Fabel eased himself up in the bed. His head still hurt like hell and he winced at the effort. ‘Exactly the kind of person the Pharos Project wouldn’t want anywhere near.’

‘I’ve been in touch with the mental health sanatorium in Bavaria where Föttinger was placed by his parents. I managed to get a federal warrant for their records on him and guess what?’

‘They’ve had some kind of computer glitch and the records have been mysteriously erased?’

Anna looked disappointed that she had not had a chance to drop her bombshell. ‘Lucky guess?’

‘Educated one. Anything else?’

‘Yes – Nicola Brüggemann is here to see you.’

‘How are you getting on with her?’

‘Fine. She’s a good cop, like you said.’

‘That it?’

Anna shrugged. ‘Oh no, there was one more thing. Fabian Menke called to cancel. He said he’d arranged to meet you but something had come up and could you reschedule for same time, same place tomorrow?’

Fabel frowned. ‘That’s who I was going to meet when I got shunted into the river.’

‘Will you be up to seeing him tomorrow?’

‘All I’ve had is a needle in my ass for tetanus. I’m fine. A little shaken, that’s all.’

‘They want to keep you in overnight, just for observation.’

‘They can observe me remotely. Will you get my clothes for me while I talk to Nicola? Susanne brought in a fresh change of clothes for me. And you better get them here before Susanne comes back. She’ll want me to stay in.’

‘How’s it going, Jan?’ Brüggemann asked in her low contralto as she sat down on the edge of the bed. ‘Do you have a moment for a chat? I mean, you don’t have anything planned, do you? A swim or …’

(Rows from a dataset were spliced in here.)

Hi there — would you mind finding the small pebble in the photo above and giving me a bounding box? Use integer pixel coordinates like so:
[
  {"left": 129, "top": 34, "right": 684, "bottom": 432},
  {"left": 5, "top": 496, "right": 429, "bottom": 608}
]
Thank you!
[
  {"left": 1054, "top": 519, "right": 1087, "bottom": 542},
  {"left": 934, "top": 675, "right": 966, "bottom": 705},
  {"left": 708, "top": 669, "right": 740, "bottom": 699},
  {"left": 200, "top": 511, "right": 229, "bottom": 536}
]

‘Very funny, Nicola. Have you been taking sarcasm lessons from Anna Wolff?’

‘There are a few things young Anna could teach me, Jan. That’s not one of them.’

Anna came back in and handed Fabel his clothes. ‘You’d better be quick,’ she said. ‘I think they’ve told the chief nurse and she’s steaming this way. I’ll leave you to it.’

As Anna left, Fabel made a face at Brüggemann who turned her back to him as he stood up and dressed. He found his head still hurt and he was a little unsteady on his feet.

‘All of this crap about me being in charge of the Network Killer case because you’ve been
compromised
…’ said Brüggemann. ‘I’ve had a word with Criminal Director van Heiden and he agrees that the attempt on your life makes it all a crock of shit.’

‘“Crock of shit”?’ Fabel grinned. ‘I take it you didn’t actually use that phrase to Horst van Heiden? It’s okay, by the way, I’m decent.’